I Musici de Montreal Dazzle and Beguile

I Musici de Montreal

Yuli Turovsky, conductor

Alix Goolden Performance Hall
August 8, 2007

By Deryk Barker

"What a sextet - and what a fugue at the end - it's a pleasure. Awful, how pleased I am with myself!"

So wrote Tchaikovsky to his brother, Modest, regarding his recently completed string sextet Souvenirs de Florence.

I Musici de Montreal and conductor Yuli Turovsky closed their spectacular concert on Wednesday night with a ravishing performance of Tchaikovsky's most popular and sunniest chamber work.

Yes, the playing was astonishingly accurate and ensemble immaculate, even during some of Turovsky's more dramatic rubatos. They even managed to tame the Alix Goolden's notoriously bright acoustic.

But you don't get to make over 40 recordings with a major independent label just for playing nicely together and, indeed, there was more to the playing than simply accuracy and intonation.

The energy and momentum of the work's opening, for example, was all but overwhelming; the slow movement featured exquisite solo violin and cello over delicate pizzicatos. The scherzo, a little sombre perhaps, reminding us of its composer nationality, nevertheless possessed plenty of life and the razor-sharp final chord was miraculous.

Although the finale was far from rushed, it was tremendously exciting and brought the evening to a thoroughly satisfying close - and the audience to its feet.

Turovsky directed what I imagine to be a very Russian performance, soulful and featuring some fairly extreme rubato - which is very risky indeed, unless you are directing a group of this calibre. (I noticed a fair amount of eye contact between the players, almost as if they were playing chamber music.)

The evening opened with Mozart's Divertimento, K.136 - something of a repertoire staple in this town. The quick, outer movements were light and airy, with playing as smooth as silk; the slow movement was quite lovely.

From a modern perspective, this was in some ways a distinctly old-fashioned performance, with some exaggerated dynamics and dramatic rallentandos at the close. I think Mozart is man enough to survive, though, and when the playing is this good, it would take one far more stony-hearted than I to demur.

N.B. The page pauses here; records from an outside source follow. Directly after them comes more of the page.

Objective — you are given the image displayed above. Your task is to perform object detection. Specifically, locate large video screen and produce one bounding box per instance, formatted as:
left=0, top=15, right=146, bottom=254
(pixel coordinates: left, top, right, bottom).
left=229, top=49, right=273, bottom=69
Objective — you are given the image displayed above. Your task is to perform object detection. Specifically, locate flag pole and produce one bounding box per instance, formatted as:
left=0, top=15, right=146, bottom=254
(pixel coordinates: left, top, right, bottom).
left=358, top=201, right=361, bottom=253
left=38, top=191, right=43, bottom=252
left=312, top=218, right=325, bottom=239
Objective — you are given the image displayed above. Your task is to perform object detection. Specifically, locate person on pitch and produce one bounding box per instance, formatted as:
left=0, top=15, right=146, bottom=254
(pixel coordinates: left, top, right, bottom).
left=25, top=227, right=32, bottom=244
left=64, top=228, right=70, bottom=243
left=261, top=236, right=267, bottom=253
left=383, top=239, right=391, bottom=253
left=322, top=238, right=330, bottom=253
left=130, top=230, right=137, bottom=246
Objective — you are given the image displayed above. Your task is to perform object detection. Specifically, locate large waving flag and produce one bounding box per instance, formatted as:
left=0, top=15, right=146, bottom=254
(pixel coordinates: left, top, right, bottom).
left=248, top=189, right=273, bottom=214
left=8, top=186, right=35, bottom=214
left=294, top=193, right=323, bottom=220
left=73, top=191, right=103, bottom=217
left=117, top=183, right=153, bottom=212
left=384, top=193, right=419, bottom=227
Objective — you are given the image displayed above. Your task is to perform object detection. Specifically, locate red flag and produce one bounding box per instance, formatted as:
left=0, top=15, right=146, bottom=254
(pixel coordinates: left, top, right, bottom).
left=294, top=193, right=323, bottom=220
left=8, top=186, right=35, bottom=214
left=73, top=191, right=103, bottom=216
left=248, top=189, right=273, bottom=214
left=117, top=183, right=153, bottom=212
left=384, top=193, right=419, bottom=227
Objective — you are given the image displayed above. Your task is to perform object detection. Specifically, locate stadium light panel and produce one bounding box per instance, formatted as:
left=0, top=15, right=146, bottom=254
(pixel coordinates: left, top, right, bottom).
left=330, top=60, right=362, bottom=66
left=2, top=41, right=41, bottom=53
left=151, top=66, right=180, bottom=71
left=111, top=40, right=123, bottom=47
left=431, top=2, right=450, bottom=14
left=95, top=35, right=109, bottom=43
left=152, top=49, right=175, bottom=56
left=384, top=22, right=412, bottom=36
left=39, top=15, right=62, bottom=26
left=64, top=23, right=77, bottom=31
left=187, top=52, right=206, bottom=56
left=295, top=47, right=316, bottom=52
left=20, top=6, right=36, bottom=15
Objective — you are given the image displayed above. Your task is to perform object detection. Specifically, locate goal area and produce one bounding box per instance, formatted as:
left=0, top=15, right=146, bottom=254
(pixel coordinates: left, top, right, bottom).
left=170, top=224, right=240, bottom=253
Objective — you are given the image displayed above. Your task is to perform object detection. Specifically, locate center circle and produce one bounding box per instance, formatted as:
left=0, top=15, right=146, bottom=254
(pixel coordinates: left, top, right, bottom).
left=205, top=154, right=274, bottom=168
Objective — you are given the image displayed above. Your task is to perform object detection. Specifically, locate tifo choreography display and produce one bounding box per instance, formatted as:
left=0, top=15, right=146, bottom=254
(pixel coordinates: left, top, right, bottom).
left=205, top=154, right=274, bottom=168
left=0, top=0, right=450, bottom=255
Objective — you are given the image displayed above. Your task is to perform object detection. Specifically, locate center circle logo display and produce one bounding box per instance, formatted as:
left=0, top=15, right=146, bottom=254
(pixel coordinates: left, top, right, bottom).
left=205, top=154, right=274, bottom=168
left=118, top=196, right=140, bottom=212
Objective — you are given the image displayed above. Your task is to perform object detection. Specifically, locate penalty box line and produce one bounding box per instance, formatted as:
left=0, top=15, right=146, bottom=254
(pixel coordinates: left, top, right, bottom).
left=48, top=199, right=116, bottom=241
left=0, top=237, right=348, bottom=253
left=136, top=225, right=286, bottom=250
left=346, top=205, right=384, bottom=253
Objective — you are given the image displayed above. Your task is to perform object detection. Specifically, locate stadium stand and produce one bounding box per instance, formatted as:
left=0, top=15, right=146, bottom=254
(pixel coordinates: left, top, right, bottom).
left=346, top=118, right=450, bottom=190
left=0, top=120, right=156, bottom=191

Borodin's "Chamber Symphony" turns out - as I realised, while waiting in the queue to get into the hall, it probably would - to be an arrangement of the composer's well-known String Quartet No.2

The arrangement, by Lucas Drew, was most effective and the added weight of the sound was almost enough to persuade me that I enjoy it more than the original - heretical thought though that may be.

Turovsky directed a lush, atmospheric and engaging performance. Once more there were some extreme, almost mannered tempo changes and dynamics, but they seem far less out of place in this type of music. The only place where Turovsky did, to my ears, go too far was the accelerating cello line which launches the quicker music of the finale.

So slowly did it begin and so dramatic was the accelerando that, for one brief, surrealistic moment, I thought we were listening to the theme from Jaws.

Dennis Gougeon's Coups d'archets was composed for I Musici de Montreal's fifteenth anniversary in 1998.

The work begins with a highly linear cello solo - Turovsky demonstrating that he has not lost his touch on his instrument - with plenty of glissando harmonics. After a short time there sounded what seemed at first to be an echo coming from back stage. It soon transpired to be coming from the rest of the group, who walked onto the stage while playing - at which point Turovsky handed the cello back to its player and exchanged his bow for a stick to direct the rest of the piece.

From this moment on the work became a dazzling showcase for the virtuosity of the group - both individually and collectively; you most emphatically do not hear string playing like this every day. And rarely have I heard such an enthusiastic and deserved response in this town for a work written within the last decade.

This was a much-anticipated evening and I doubt that anyone was disappointed. It is surely a mark of great music-making that, even if one disagrees with the interpretation, it nonetheless engages and moves.

Let us all hope that I Musici de Montreal do not wait another twenty years to visit.